Unfortunately, it doesn't look like it will do very well in the American box office.  It will be up to the international audience to support the movie.


----------



## Detective (Aug 15, 2015)

Fuck you America


----------



## teddy (Aug 15, 2015)

Yeah, there was only a handful of people watching it in the theatre i was in 


shame because it was a lot of fun


----------



## Rukia (Aug 15, 2015)

It sounds like some other markets are helping out:


----------



## Lucaniel (Aug 28, 2015)

Lucaniel said:


> *The Berlin File*
> 
> korean spy action movie. not good. some of the fights were fun, but in general it was dull, grey, and generic, with a plot that was both convoluted and badly-put-together, with motivations and positions being vague for several characters. and korean actors should in general be required to speak english as little as possible because it's cringe-inducing to hear. one bright spot was that one of the bad guys was haissam haqqani from homeland, which was...unexpected
> 
> ...




      .


----------



## Detective (Aug 28, 2015)

Fuck you Luc


----------



## Rukia (Aug 28, 2015)

Luc.  Did you like Rogue Nation?


----------



## Kuromaku (Aug 29, 2015)

It seems that this has been a good year for spy films (even if they usually are far less about spy work than about thrills).

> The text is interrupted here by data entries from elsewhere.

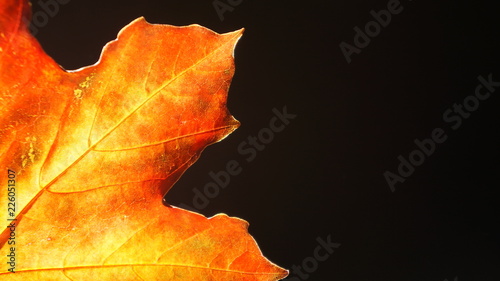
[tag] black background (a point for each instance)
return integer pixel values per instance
(323, 175)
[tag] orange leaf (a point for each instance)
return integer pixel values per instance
(89, 154)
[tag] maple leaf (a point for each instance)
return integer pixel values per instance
(88, 155)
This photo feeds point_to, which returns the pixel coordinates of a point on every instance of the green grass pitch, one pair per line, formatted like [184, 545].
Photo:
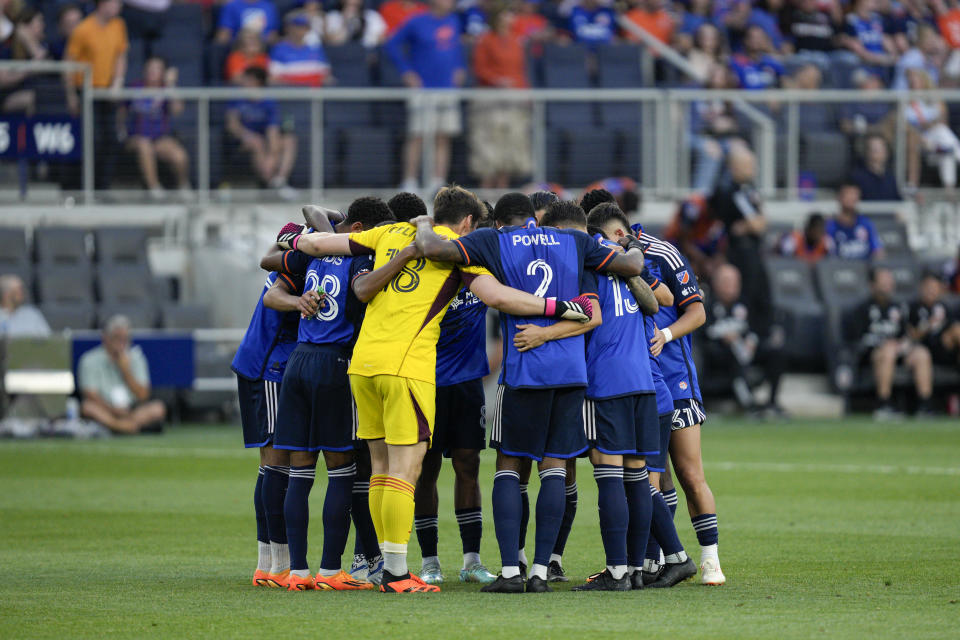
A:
[827, 529]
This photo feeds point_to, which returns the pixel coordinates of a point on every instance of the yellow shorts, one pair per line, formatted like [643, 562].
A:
[399, 410]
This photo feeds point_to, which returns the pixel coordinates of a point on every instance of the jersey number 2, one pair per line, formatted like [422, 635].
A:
[541, 265]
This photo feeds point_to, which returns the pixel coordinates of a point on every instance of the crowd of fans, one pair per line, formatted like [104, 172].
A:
[802, 44]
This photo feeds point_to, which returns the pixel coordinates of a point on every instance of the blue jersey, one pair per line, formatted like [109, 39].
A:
[339, 319]
[462, 347]
[857, 242]
[674, 271]
[270, 338]
[617, 350]
[548, 263]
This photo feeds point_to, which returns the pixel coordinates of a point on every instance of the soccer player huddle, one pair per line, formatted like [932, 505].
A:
[368, 344]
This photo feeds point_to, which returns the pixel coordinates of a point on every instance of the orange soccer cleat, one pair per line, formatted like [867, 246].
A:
[296, 583]
[343, 581]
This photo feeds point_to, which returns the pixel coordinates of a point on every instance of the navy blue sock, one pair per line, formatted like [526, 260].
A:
[428, 534]
[636, 485]
[274, 491]
[705, 526]
[612, 504]
[663, 528]
[506, 515]
[569, 513]
[258, 508]
[365, 543]
[524, 514]
[550, 507]
[336, 514]
[296, 511]
[670, 497]
[471, 528]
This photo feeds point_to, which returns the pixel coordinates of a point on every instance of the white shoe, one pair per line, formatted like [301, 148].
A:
[710, 573]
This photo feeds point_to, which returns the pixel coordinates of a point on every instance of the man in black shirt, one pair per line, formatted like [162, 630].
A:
[933, 324]
[878, 329]
[732, 345]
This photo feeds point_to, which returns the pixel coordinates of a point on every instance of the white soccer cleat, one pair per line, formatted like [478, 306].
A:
[710, 573]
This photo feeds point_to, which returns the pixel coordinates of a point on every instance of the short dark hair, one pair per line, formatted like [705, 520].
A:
[452, 204]
[406, 206]
[592, 198]
[257, 73]
[564, 211]
[369, 212]
[542, 199]
[513, 208]
[604, 212]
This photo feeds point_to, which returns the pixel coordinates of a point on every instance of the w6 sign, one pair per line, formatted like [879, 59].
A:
[40, 138]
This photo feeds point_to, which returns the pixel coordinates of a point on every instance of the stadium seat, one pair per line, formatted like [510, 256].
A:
[65, 284]
[61, 246]
[77, 316]
[797, 306]
[184, 316]
[122, 284]
[141, 316]
[126, 245]
[826, 155]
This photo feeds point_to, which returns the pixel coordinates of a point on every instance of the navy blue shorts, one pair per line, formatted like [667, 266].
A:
[461, 421]
[539, 423]
[316, 407]
[687, 413]
[627, 425]
[258, 410]
[659, 461]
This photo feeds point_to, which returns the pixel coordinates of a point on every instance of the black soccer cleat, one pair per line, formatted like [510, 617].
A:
[536, 584]
[605, 581]
[504, 585]
[555, 573]
[674, 574]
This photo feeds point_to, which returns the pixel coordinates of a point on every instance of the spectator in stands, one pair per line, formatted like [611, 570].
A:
[100, 40]
[255, 124]
[811, 31]
[864, 36]
[426, 51]
[258, 15]
[930, 134]
[933, 324]
[500, 131]
[737, 204]
[732, 344]
[149, 134]
[756, 67]
[592, 24]
[707, 50]
[68, 17]
[351, 22]
[146, 19]
[854, 236]
[114, 381]
[927, 55]
[248, 51]
[875, 176]
[877, 331]
[395, 13]
[17, 318]
[652, 16]
[292, 60]
[809, 244]
[867, 118]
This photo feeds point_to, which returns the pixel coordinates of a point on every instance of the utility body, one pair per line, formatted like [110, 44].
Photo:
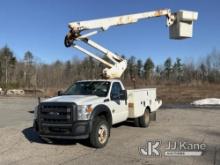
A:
[89, 108]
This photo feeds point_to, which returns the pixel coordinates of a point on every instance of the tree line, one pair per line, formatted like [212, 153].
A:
[28, 73]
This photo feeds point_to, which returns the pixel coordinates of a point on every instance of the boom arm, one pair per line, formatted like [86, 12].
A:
[81, 31]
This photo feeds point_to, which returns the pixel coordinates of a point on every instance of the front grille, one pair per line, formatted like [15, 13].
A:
[55, 113]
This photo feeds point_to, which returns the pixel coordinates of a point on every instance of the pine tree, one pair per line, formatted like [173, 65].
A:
[148, 69]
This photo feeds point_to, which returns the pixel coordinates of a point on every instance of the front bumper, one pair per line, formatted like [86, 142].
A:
[76, 130]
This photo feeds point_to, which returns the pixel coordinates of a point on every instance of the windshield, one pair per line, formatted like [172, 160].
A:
[98, 88]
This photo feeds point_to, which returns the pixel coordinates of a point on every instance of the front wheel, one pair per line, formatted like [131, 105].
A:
[100, 133]
[144, 120]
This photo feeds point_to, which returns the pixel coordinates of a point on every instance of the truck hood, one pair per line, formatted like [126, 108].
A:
[78, 99]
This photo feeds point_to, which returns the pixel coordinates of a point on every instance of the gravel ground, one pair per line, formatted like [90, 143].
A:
[20, 145]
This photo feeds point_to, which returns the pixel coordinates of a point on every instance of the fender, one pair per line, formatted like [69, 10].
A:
[101, 108]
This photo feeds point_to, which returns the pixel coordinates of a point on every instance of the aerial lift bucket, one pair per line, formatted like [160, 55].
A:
[183, 26]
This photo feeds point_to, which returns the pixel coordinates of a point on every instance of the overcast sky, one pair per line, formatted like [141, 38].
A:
[41, 25]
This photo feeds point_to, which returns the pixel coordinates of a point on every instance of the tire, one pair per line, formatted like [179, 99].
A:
[100, 133]
[144, 120]
[153, 116]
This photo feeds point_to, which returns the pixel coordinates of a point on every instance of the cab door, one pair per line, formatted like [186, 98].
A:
[118, 103]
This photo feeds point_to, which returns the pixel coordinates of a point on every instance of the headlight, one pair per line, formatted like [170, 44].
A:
[84, 112]
[35, 112]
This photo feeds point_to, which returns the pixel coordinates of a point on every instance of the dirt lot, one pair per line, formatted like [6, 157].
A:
[20, 145]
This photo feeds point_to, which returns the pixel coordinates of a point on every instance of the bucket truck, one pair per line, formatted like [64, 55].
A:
[88, 108]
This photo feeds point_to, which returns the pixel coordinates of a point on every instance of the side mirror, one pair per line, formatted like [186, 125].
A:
[115, 96]
[123, 95]
[59, 93]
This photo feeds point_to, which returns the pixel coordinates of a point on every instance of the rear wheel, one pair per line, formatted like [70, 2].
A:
[144, 120]
[100, 133]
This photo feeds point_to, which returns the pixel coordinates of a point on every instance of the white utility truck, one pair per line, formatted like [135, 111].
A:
[88, 108]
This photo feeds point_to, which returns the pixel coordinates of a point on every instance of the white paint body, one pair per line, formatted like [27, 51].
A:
[120, 110]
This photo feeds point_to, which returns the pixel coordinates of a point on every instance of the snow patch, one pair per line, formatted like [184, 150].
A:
[207, 101]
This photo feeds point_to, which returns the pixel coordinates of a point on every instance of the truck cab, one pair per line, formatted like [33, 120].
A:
[88, 109]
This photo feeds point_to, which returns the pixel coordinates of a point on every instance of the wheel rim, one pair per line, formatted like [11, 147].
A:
[146, 117]
[103, 134]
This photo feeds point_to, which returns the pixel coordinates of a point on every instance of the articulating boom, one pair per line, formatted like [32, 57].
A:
[180, 24]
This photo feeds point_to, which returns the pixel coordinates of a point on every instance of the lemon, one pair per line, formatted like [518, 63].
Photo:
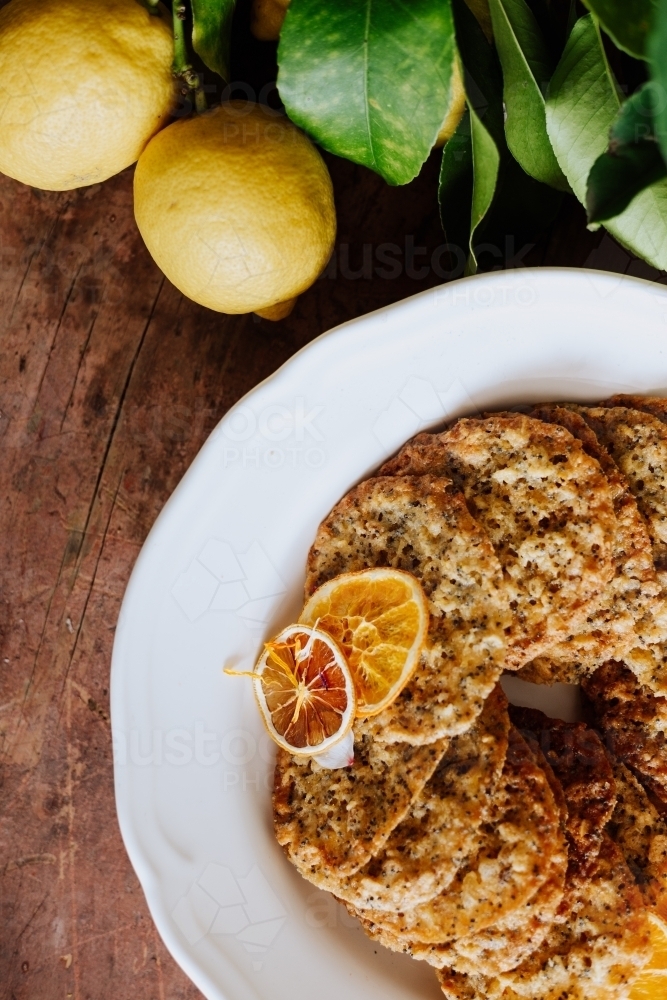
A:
[379, 618]
[84, 84]
[305, 691]
[652, 983]
[236, 207]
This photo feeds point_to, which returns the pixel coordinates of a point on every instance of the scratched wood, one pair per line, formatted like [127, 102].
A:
[110, 381]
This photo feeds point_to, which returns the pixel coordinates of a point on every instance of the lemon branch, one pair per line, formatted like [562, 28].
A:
[181, 66]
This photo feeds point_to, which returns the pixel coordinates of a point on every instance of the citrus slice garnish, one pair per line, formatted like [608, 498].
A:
[379, 618]
[304, 690]
[652, 982]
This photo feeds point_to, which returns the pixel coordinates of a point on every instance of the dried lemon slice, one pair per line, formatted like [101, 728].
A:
[304, 690]
[379, 618]
[652, 982]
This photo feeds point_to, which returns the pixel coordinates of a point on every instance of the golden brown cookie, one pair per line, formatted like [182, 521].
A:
[336, 820]
[634, 723]
[631, 612]
[418, 524]
[517, 848]
[441, 830]
[547, 508]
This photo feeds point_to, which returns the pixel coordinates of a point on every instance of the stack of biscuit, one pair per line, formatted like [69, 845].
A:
[517, 854]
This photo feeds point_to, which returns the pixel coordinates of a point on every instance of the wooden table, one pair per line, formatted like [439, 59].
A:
[110, 381]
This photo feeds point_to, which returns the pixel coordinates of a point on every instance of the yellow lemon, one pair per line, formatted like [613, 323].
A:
[652, 983]
[236, 206]
[84, 84]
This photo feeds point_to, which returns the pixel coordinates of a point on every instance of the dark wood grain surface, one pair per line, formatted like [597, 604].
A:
[110, 381]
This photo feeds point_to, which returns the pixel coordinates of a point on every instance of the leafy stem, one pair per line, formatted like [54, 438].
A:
[182, 67]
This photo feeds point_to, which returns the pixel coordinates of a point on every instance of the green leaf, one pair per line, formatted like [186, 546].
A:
[656, 50]
[369, 81]
[455, 187]
[483, 87]
[480, 8]
[526, 73]
[211, 30]
[581, 109]
[632, 163]
[627, 22]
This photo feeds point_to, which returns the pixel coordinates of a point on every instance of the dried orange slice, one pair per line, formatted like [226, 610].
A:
[379, 618]
[304, 690]
[652, 983]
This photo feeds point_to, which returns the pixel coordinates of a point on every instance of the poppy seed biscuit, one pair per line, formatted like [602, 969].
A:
[547, 508]
[517, 849]
[633, 722]
[641, 833]
[596, 948]
[337, 819]
[631, 613]
[441, 830]
[418, 524]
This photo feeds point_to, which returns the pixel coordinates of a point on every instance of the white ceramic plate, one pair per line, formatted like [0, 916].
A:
[223, 568]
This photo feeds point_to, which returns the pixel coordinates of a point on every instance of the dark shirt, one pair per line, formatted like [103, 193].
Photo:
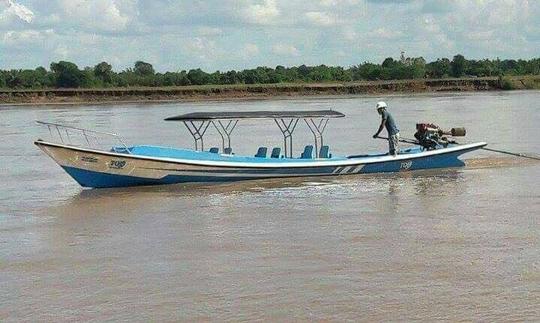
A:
[390, 124]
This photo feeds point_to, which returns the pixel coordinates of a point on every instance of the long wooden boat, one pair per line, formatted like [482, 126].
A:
[124, 165]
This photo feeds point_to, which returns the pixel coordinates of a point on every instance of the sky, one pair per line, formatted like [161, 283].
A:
[176, 35]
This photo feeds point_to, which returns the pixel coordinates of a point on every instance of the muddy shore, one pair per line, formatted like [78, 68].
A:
[260, 91]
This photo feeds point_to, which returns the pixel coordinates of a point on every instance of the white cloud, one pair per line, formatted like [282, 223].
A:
[320, 18]
[101, 15]
[15, 10]
[285, 50]
[261, 13]
[18, 38]
[250, 50]
[209, 31]
[235, 34]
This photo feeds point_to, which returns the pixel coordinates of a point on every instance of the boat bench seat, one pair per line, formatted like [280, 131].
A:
[324, 152]
[120, 150]
[261, 152]
[275, 152]
[308, 152]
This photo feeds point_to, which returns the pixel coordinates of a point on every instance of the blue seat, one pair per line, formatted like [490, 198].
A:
[275, 152]
[261, 152]
[324, 152]
[308, 152]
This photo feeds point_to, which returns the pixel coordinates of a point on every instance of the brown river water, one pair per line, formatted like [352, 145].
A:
[457, 244]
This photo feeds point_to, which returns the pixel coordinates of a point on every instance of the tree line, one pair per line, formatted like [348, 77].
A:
[65, 74]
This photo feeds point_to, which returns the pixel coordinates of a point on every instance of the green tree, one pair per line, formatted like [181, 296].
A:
[143, 68]
[67, 74]
[103, 71]
[198, 77]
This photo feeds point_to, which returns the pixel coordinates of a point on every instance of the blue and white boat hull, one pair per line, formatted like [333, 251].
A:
[149, 165]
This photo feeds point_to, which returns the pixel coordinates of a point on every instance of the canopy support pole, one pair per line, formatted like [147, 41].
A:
[225, 131]
[287, 129]
[317, 130]
[197, 131]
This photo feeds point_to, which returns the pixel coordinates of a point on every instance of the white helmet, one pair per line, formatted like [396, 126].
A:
[381, 105]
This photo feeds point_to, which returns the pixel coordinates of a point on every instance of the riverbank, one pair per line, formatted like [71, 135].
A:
[260, 91]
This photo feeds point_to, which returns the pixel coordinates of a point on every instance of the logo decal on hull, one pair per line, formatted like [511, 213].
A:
[117, 164]
[406, 165]
[89, 159]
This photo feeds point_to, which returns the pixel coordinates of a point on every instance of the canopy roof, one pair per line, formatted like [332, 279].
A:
[202, 116]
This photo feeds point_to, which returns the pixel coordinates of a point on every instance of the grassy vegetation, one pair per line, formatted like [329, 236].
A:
[65, 74]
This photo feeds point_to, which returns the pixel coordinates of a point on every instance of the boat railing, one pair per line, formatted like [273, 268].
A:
[74, 136]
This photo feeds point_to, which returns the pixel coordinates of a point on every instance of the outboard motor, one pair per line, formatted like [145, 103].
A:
[430, 136]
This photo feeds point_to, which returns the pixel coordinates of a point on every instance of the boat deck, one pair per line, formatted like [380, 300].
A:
[178, 153]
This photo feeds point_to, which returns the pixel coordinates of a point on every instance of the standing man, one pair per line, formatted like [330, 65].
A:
[390, 125]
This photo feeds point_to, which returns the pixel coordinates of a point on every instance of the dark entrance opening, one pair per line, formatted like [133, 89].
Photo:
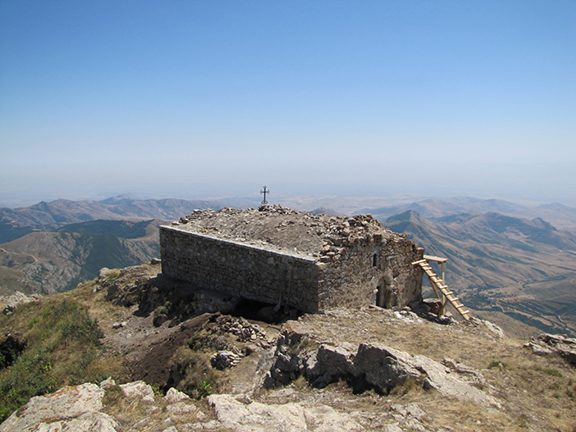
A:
[261, 311]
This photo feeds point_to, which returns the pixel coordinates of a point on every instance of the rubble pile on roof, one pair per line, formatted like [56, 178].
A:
[286, 229]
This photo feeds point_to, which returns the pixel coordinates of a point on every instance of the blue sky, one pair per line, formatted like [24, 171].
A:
[217, 98]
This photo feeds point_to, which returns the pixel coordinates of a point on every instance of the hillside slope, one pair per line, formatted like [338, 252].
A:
[47, 216]
[47, 262]
[523, 268]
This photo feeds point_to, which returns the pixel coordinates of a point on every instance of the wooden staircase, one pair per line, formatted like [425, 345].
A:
[439, 286]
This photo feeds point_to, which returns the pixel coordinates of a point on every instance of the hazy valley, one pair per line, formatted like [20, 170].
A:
[510, 262]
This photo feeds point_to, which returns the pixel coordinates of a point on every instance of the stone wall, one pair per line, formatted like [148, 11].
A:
[356, 271]
[240, 270]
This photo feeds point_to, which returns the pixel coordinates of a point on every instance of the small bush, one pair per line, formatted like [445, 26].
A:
[29, 376]
[48, 361]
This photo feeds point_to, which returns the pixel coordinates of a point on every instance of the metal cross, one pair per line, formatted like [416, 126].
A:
[265, 191]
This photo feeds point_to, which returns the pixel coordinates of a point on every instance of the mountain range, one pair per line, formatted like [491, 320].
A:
[514, 263]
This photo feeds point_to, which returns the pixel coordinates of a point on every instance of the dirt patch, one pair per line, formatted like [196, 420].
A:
[152, 364]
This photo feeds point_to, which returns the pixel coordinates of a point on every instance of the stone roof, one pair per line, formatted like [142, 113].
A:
[278, 227]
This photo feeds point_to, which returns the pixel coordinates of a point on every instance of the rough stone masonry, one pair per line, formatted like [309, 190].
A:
[285, 257]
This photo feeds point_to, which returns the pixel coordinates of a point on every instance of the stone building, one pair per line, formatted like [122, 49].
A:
[290, 258]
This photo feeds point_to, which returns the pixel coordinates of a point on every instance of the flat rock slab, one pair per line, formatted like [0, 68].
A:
[289, 417]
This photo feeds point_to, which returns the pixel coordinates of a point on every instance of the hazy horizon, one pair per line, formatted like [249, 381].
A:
[208, 99]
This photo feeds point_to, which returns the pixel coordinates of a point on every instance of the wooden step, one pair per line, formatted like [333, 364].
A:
[438, 283]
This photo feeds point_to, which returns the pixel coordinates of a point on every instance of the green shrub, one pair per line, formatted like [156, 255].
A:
[48, 361]
[29, 376]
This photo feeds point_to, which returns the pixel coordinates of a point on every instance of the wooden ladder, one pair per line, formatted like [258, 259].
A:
[438, 285]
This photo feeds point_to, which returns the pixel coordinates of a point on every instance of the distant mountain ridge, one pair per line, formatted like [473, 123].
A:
[48, 216]
[48, 262]
[523, 268]
[561, 216]
[504, 257]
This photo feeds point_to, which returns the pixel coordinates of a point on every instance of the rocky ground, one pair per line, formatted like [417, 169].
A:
[194, 369]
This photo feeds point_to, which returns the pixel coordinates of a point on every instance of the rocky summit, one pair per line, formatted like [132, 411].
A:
[135, 351]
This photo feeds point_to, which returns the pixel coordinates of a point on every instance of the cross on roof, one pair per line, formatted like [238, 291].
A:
[265, 191]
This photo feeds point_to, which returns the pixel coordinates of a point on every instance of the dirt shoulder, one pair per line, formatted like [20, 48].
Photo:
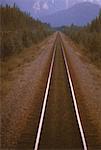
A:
[87, 83]
[25, 95]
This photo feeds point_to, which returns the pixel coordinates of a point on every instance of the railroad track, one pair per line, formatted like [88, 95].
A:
[60, 124]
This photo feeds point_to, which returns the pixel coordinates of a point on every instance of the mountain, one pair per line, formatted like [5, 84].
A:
[79, 14]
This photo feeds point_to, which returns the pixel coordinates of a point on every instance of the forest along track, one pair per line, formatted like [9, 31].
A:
[59, 125]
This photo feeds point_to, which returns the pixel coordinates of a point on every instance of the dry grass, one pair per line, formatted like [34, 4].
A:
[15, 62]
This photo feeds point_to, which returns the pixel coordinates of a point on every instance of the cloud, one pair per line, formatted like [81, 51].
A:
[45, 6]
[36, 6]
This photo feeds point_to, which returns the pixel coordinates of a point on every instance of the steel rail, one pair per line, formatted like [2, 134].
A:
[74, 101]
[45, 101]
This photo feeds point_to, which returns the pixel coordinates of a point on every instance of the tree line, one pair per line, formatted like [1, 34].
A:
[19, 30]
[89, 37]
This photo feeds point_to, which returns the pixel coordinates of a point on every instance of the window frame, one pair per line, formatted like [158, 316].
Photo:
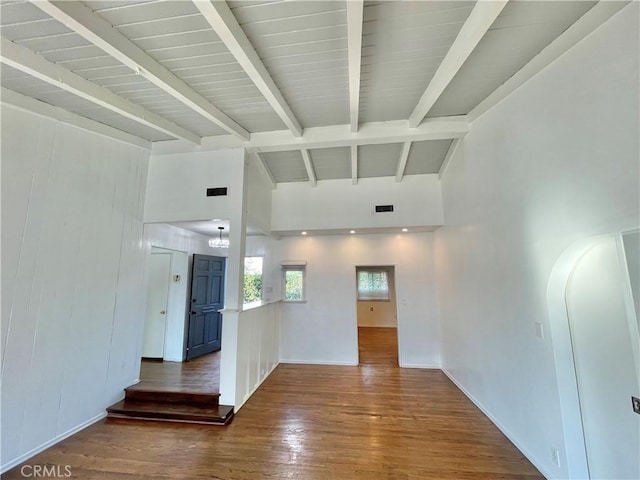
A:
[244, 272]
[387, 273]
[294, 268]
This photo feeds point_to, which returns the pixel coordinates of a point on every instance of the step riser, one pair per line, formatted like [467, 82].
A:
[172, 397]
[152, 418]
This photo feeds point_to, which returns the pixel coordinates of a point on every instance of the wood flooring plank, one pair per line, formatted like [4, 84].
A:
[310, 422]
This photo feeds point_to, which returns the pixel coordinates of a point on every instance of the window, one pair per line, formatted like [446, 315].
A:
[252, 279]
[294, 284]
[373, 284]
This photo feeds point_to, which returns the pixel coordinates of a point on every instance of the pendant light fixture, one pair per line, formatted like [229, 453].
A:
[219, 242]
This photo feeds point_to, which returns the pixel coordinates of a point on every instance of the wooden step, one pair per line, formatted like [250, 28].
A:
[172, 412]
[160, 395]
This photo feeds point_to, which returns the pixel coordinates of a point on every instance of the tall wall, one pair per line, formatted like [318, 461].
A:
[72, 278]
[552, 165]
[324, 328]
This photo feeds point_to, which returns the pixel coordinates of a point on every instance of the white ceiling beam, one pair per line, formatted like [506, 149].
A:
[354, 164]
[83, 21]
[593, 18]
[309, 166]
[368, 133]
[22, 102]
[264, 168]
[26, 61]
[453, 148]
[397, 131]
[402, 162]
[355, 10]
[480, 20]
[224, 23]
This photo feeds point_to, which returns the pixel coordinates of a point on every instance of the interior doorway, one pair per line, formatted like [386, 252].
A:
[377, 315]
[601, 301]
[155, 325]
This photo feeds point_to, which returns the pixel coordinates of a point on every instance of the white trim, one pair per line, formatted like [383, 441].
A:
[318, 362]
[31, 453]
[453, 148]
[16, 100]
[224, 23]
[402, 161]
[256, 386]
[354, 164]
[505, 432]
[479, 21]
[419, 365]
[355, 11]
[91, 27]
[26, 61]
[309, 166]
[592, 19]
[373, 133]
[264, 168]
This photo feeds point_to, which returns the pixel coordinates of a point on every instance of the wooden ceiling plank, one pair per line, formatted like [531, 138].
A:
[83, 21]
[224, 23]
[25, 60]
[309, 166]
[478, 23]
[355, 9]
[402, 161]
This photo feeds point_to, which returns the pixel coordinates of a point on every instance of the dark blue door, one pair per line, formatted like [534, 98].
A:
[207, 298]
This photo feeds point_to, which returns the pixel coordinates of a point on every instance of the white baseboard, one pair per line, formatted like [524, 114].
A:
[257, 385]
[419, 365]
[506, 433]
[23, 458]
[173, 359]
[319, 362]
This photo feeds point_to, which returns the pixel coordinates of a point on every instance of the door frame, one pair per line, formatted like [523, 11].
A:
[566, 376]
[392, 268]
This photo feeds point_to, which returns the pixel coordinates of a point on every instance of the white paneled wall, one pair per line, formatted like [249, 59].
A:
[252, 357]
[72, 277]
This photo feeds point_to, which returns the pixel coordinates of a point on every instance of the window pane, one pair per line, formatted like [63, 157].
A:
[373, 285]
[252, 279]
[293, 287]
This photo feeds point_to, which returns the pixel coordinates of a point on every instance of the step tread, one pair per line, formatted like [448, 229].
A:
[172, 411]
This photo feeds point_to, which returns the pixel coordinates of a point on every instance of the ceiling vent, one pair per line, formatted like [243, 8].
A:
[217, 192]
[384, 208]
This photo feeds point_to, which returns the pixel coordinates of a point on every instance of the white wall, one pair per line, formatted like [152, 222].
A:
[177, 185]
[258, 197]
[72, 278]
[324, 328]
[339, 204]
[553, 164]
[604, 337]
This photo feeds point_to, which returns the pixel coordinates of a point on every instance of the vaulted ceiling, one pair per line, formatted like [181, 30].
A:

I appreciated the blend of stale beer and martini sensibilities, but kind of have to side with Luc on Ritchie's tendency to over-direct some sequences and parts where style trumped substance were common (although I understand that certain parts were done the way they were on purpose such as the deliberate decision to streamline the sequence where they storm the island). On the whole, I didn't really feel all that emotionally invested in what was going on for the most part, but overall think it was a decent enough movie.

I'd say that among the three spy films I've seen from Hollywood this year: _Kingsman_>MI:RN>TMFU.


----------



## Lucaniel (Aug 29, 2015)

Rukia said:


> Luc.  Did you like Rogue Nation?



yeah, i posted my review in that thread iirc, i liked it a lot


----------